The autoreload extension is already loaded. To reload it, use:
  %reload_ext autoreload


In [2]:
import numpy as np
import scipy as sc
import pandas as pd
import matplotlib.pyplot as plt
import mangoes
from tqdm import tqdm

In [29]:
from tools.readers import SemEvalReader
from tools.utils import standardize, OrthogProcrustAlign
from tools.count_based import *

## Our method

### Corpora and targets

In [4]:
reader = SemEvalReader('../semeval2020_ulscd_posteval/starting_kit/test_data_public')

In [5]:
language = 'english'
targets, gold_scores = reader.read_targets(language)
corpus1, corpus2 = reader.load_corpora(language,'lemma')

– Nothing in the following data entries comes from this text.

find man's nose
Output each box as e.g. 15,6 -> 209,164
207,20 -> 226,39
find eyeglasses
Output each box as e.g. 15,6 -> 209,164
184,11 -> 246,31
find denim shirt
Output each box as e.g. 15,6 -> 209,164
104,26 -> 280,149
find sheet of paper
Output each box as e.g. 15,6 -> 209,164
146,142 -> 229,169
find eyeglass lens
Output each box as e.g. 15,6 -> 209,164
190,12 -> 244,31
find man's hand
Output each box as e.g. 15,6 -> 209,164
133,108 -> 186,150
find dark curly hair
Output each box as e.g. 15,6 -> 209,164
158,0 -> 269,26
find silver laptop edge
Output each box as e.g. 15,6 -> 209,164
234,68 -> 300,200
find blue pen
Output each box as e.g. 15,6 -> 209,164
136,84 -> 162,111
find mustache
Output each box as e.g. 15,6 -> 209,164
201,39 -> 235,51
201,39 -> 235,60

[INFO] Building corpus 1...


Counting words: 0it [00:00, ?it/s]

[INFO] Corpus 1: 253644 sentences 	86557 words
[INFO] Building corpus 2...


Counting words: 0it [00:00, ?it/s]

[INFO] Corpus 2: 353692 sentences 	149891 words


### Count matrices and vocabulary

In [6]:
counts_matrix1, counts_matrix2, vocabulary = creates_count_matrices_pair(corpus1,corpus2,window_size=10)

[INFO] Creating shared vocabulary...
86557 words in corpus 1
149891 words in corpus 2
Shared vocabulary size: 33954
[INFO] Computing count matrix for corpus 1...
[INFO] Success!
[INFO] Computing count matrix for corpus 2...
[INFO] Success!


In [7]:
word2index = dict()
idx2word = dict()
for i, word in enumerate(list(vocabulary.words)):
    word2index[word]=i
    idx2word[i] = word

### PPMI

In [8]:
alpha = 0.75
shift = 5
folder= './matrices/{}/'.format(language)

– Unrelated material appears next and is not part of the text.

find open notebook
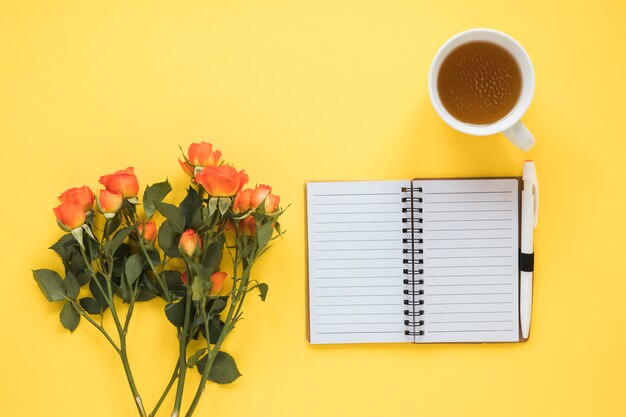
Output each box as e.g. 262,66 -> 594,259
306,178 -> 522,344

create_ppmi_matrices_pair(counts_matrix1, counts_matrix2, alpha, shift, storage_folder=folder+'ppmi', verbose=True)

[INFO] Computing PPMI matrices with alpha=0.75 and k=5.
[INFO] Computing PPMI matrix for Corpus 1...
[INFO] Success!
[INFO] Computing PPMI matrix for Corpus 2...
[INFO] Success!
[INFO] Matrices stored in ./matrices/english//.


In [9]:
ppmi1, ppmi2 = load_ppmi_matrices_as_csr(folder+'ppmi')

In [10]:
ppmi1

<33954x33954 sparse matrix of type '<class 'numpy.float64'>'
	with 3657682 stored elements in Compressed Sparse Row format>

In [11]:
reader.spearman_score(ppmi1,ppmi2,word2index,language,out=False)

Spearman's rho: 0.21946 	p-value: 0.1919


### SVD aligned with OP

In [40]:
#gamma has no importance as we standardize vectors for OP alignement.
create_svd_matrices_pair(ppmi1,ppmi2,folder+'svd',standardise=True, dim=300,gamma=1.0,random_state=0,n_iter=5, verbose=True)

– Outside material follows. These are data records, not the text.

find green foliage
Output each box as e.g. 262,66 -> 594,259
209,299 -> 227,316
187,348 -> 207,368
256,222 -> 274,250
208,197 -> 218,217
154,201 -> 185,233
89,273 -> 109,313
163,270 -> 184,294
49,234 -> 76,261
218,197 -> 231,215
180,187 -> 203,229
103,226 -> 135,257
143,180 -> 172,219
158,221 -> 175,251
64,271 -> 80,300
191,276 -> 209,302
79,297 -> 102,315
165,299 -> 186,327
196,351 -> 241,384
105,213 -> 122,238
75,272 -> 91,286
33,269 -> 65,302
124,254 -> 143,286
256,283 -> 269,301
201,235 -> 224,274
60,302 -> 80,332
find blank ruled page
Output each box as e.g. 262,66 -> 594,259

[INFO] Computing standardised SVD matrices with gamma=1.0 and d=300.
[INFO] Computing SVD matrix for Corpus 1...
[INFO] Success!
[INFO] Computing SVD matrix for Corpus 2...
[INFO] Success!
[INFO] Matrices stored in ./matrices/english/svd/.


In [41]:
svd1, svd2 = load_svd_matrices(folder+'svd')

In [42]:
W_align_SVD = OrthogProcrustAlign(svd1,svd2,True)
svd2_aligned = svd2.dot(W_align_SVD)

In [43]:
reader.spearman_score(svd1,svd2_aligned,word2index,language,out=False)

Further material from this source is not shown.